Had a very fruitful meeting with Sheryl Sandberg. She pointed out that India is a very important country for Facebook, considering the high number of active Facebook users in India’ — Facebook post of prime minister Narendra Modi.
It is well known by now that social media played a very important role in Modi’s spectacularly successful election campaign. It is also well-known that not only the prime minister but his entire party has avidly embraced social media.
So has India, young and old, as the above post indicates. And so also has the entire world since one in every four humans on this planet is a member of Facebook.
So, one could ask, where is the problem? It so happens that there is one and a major one at that.I am not talking about dangers to individual privacy and other factors that have been discussed to death in academic, political, social, legal and philosophical forums.
Social media is the inevitable evolution of human interaction brought about by technology, just as the postal service, the telegraph and the telephone (and more recently the mobile phone) triggered in the past.

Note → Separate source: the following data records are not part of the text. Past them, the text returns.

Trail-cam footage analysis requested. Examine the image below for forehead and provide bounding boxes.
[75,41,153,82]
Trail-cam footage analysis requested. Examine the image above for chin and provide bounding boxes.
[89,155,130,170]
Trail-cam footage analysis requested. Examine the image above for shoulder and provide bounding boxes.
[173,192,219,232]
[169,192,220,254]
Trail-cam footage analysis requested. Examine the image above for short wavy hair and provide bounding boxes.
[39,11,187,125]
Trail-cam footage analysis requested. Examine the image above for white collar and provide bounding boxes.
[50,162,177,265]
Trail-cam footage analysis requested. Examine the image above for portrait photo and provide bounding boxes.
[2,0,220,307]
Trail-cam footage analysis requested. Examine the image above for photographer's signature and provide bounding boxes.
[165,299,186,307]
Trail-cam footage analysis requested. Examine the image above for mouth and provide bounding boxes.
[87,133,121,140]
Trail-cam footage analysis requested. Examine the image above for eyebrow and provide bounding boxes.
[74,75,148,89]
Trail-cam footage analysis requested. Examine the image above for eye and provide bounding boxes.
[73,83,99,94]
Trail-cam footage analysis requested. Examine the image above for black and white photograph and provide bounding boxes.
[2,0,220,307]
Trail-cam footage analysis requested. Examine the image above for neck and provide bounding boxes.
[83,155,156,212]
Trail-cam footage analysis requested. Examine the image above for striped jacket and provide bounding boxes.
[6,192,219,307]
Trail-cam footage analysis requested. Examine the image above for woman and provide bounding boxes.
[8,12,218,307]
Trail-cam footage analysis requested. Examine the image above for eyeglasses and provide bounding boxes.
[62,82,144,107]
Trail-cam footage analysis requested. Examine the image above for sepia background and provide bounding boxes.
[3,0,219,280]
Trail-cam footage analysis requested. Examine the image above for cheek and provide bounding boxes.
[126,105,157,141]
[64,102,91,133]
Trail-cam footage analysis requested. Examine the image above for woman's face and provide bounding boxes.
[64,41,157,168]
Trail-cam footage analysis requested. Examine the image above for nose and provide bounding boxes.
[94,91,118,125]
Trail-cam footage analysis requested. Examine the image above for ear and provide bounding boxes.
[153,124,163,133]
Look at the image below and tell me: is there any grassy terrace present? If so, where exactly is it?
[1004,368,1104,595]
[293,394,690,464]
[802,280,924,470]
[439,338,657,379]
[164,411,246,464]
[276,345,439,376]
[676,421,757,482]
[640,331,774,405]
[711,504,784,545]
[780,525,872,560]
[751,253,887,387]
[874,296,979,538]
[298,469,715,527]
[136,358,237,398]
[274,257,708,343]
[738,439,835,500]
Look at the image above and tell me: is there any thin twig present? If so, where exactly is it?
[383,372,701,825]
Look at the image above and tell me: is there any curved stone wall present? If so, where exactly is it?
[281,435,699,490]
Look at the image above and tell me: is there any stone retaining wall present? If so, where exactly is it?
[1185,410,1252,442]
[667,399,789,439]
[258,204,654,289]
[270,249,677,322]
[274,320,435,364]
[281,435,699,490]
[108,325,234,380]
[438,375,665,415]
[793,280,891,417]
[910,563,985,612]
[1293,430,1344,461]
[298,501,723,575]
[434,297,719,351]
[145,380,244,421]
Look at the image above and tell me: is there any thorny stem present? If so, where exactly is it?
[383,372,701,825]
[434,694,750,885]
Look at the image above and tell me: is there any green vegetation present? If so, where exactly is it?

It is undoubtedly a very potent tool for interacting and keeping in touch, and the extreme mobility and constant connectivity provided by smartphones and tablets have multiplied its potency and universal appeal. It is a very convenient tool for spreading one’s message, and therefore, a very effective political device as Modi’s campaign has demonstrated.
Unfortunately it is also a very potent tool for causing revolts, revolutions and political uprisings. The earliest major successful movement started on Facebook was the one against the ruthless FARC guerrillas of Colombia in 2010. The upheaval in Egypt, the Arab Spring revolts, Iranian protests – in all of them social media played a major role. It can also be used to spread lies and rumours, as some Pakistan based activists did during the 2012 Assam riots.
However technology has been a double-edged weapon since the beginning of time – when the first human discovered that a rock could be used to kill animals for food he also found that he could use that technology to crush his rival’s head. So this cannot be the problem.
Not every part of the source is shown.